Previous participants in this workshop have described the CRW as a “transformative experience” and have expressed a renewed sense of enthusiasm for teaching. If you are interested in the CRW, please contact 721-8571 or firstname.lastname@example.org.
THIS WORKSHOP IS NOW FULL
Educational Innovation in Teaching with Special Reference to Large Classes: The Pedagogy of Clickers and Beyond
Thursday, February 21, 2008
12:00 PM ~ 2:00 PM, HHB 110 [Lunch provided]
With Dr. Timothy J. Stelzer, Research Associate Professor in Physics, University of Illinois at Champaign-Urbana
Another clicker workshop, but this time with a difference. In this session, sponsored jointly by the Learning and Teaching Centre and the Faculty of Science at UVic and by I-clicker, the focus will be on pedagogy. The keynote presenter, Dr. Timothy J. Stelzer, is a high energy particle theorist who is also a key member of the Illinois Physics Education Group where he is recognized for his contributions in the development of tools for the assessment of educational innovations in introductory courses and in the use of web technology in physics pedagogy. He was the recipient of the BP Amoco Award for Innovation in Undergraduate Education in 2005 and is a co-developer of the I-clicker. Dr. Stelzer’s presentation will be interactive for the benefit of those unfamiliar with I-clickers and will focus on the design of questions and on successful strategies for employing clickers in the classroom, discussed at a level that will be applicable to any discipline. We hope this workshop will motivate non-users to try clickers in their classes. There will also be ample opportunity for discussion, and we will encourage users to exchange information on how they use clickers to enhance student learning.
FYCIC Series Information
What's on The Horizon: An Emerging Technology Conversation
Monday, February 25, 2008
2:00 PM ~ 3:30 PM, HHB 128
With Alan Levine, Vice President, Community & Chief Technology Officer of the New Media Consortium, and Scott Leslie, Project Manager for the BC Campus Shareable Online Learning Resource
Each year the New Media Consortium - an international consortium of nearly 250 learning-focused organizations dedicated to the exploration and use of new media and technologies - produces The Horizon Report (http://horizon.nmc.org/wiki/Main_Page), an attempt to forecast some of the emerging technologies and forces that will effect education in the coming years. Join two of the Horizon Report's advisory board members for an open discussion about the newly released 2008 report, as well as an opportunity to share your own experiences with a host of innovative and disruptive technologies, from social bookmarking, to online storytelling tools and virtual worlds that are offering both new challenges and opportunities for educators.

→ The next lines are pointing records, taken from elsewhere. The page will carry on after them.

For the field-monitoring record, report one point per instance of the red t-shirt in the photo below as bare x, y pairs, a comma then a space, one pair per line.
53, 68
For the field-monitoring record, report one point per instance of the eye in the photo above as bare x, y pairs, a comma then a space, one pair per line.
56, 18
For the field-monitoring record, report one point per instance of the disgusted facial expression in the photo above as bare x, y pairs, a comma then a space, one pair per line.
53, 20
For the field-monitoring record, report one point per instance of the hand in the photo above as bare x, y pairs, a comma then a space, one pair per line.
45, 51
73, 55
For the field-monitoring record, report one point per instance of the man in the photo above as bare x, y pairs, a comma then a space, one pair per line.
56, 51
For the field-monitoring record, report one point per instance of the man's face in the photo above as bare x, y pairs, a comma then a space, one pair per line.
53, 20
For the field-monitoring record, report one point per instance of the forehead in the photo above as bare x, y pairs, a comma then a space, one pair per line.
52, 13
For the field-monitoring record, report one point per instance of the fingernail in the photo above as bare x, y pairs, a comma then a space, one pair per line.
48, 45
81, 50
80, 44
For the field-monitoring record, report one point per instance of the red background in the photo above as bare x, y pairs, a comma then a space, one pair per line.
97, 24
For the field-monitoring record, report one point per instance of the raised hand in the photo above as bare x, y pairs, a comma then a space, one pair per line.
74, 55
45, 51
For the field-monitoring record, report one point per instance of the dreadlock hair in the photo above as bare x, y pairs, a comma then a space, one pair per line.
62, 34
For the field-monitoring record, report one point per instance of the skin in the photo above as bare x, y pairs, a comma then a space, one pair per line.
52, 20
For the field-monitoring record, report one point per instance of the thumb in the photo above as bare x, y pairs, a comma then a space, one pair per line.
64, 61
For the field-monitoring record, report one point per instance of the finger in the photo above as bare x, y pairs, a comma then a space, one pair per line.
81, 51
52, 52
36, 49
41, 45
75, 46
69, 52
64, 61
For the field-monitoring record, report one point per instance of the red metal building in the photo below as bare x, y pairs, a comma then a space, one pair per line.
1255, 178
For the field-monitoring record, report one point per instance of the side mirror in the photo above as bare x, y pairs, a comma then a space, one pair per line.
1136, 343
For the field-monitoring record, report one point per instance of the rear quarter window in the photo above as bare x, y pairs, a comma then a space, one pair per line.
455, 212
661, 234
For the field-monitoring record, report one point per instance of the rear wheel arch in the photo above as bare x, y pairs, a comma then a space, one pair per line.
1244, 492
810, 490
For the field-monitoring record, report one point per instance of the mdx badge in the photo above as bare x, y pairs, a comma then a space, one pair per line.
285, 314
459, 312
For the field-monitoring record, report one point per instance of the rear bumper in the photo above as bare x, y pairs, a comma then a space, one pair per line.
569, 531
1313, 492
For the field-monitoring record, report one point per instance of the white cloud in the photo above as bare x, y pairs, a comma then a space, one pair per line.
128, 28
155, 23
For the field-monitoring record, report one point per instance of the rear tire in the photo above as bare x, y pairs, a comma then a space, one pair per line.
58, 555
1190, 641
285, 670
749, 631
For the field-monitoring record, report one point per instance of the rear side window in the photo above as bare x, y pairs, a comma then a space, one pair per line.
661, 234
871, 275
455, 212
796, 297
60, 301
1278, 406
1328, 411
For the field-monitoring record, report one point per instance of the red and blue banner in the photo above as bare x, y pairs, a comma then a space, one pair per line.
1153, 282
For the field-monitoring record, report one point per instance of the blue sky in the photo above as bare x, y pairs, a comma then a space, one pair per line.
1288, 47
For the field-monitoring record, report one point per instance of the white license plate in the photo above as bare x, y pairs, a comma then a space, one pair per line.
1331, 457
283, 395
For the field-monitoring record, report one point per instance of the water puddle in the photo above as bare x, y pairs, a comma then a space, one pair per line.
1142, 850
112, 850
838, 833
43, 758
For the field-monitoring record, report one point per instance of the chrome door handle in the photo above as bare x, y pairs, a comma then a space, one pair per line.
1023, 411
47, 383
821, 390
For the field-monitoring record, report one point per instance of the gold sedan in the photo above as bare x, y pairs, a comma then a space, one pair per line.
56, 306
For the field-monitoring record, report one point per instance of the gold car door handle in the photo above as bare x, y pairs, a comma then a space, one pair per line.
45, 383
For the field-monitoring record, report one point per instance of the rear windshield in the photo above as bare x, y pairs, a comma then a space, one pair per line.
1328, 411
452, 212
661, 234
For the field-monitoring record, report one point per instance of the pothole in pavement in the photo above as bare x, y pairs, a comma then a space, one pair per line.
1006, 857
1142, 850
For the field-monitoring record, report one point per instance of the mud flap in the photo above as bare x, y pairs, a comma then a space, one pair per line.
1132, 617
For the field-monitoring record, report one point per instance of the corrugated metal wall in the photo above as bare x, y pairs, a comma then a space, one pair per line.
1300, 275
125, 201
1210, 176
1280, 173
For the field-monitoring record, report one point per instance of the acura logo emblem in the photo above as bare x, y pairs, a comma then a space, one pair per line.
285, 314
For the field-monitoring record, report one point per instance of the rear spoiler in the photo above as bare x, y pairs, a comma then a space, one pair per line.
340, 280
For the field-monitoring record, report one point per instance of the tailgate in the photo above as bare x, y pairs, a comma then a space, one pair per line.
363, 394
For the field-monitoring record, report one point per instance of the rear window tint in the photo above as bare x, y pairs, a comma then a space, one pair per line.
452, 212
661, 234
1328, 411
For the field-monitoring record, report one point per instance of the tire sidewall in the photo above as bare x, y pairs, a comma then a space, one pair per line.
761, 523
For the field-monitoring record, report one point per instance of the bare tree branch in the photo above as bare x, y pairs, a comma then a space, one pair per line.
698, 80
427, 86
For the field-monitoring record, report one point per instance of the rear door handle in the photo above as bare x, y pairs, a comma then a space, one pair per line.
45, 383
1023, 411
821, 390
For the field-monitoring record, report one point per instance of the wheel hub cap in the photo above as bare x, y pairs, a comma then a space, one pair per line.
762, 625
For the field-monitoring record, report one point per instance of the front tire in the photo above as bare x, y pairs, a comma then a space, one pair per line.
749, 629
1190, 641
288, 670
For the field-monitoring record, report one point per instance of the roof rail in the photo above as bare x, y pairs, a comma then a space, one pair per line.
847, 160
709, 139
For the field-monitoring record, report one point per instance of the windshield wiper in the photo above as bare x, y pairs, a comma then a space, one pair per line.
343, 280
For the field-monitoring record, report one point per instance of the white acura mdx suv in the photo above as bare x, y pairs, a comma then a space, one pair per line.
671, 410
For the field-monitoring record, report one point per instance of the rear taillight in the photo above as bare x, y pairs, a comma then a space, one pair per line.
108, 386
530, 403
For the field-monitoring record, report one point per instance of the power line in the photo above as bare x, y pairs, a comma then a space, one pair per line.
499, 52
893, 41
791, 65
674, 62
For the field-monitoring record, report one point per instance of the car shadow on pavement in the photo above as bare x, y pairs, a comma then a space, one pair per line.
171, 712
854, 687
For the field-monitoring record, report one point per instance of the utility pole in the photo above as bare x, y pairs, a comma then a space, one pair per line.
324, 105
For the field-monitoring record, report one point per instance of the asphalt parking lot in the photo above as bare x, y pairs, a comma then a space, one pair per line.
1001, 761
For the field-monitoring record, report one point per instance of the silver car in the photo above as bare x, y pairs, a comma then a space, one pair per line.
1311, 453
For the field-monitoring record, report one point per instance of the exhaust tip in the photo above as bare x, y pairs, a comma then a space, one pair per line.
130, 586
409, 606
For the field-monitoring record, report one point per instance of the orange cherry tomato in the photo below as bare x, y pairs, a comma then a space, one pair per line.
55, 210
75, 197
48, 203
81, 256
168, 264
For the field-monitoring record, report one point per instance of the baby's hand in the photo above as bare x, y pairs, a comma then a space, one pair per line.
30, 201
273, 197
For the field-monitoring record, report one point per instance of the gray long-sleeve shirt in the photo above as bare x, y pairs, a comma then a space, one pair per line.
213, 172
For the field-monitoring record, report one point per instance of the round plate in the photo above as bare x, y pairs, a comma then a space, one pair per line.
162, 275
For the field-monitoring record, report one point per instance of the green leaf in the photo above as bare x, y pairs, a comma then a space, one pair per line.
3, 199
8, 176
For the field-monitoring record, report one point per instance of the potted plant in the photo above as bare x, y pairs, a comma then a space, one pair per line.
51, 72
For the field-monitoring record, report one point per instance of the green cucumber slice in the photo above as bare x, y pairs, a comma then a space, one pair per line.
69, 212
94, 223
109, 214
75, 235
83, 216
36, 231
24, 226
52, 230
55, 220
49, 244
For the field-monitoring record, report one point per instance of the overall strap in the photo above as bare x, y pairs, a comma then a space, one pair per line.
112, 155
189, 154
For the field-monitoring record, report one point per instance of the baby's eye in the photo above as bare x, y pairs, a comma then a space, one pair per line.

Presentation Skills Workshop (PSW)
Participants must attend all three days, HHB 128
Thursday, February 28, 2008, 6:00 PM ~ 8:00 PM
Saturday, March 1, 2008, 9:15 AM ~ 5:00 PM
Saturday, March 8, 2008, 9:15 AM ~ 5:00 PM
This workshop is designed to facilitate participants in giving an effective presentation in an academic environment. Each participant will give two 10-minute presentations designed for different contexts and will provide constructive feedback for the presentations of others. $50 registration deposit (refundable upon completion of the full program).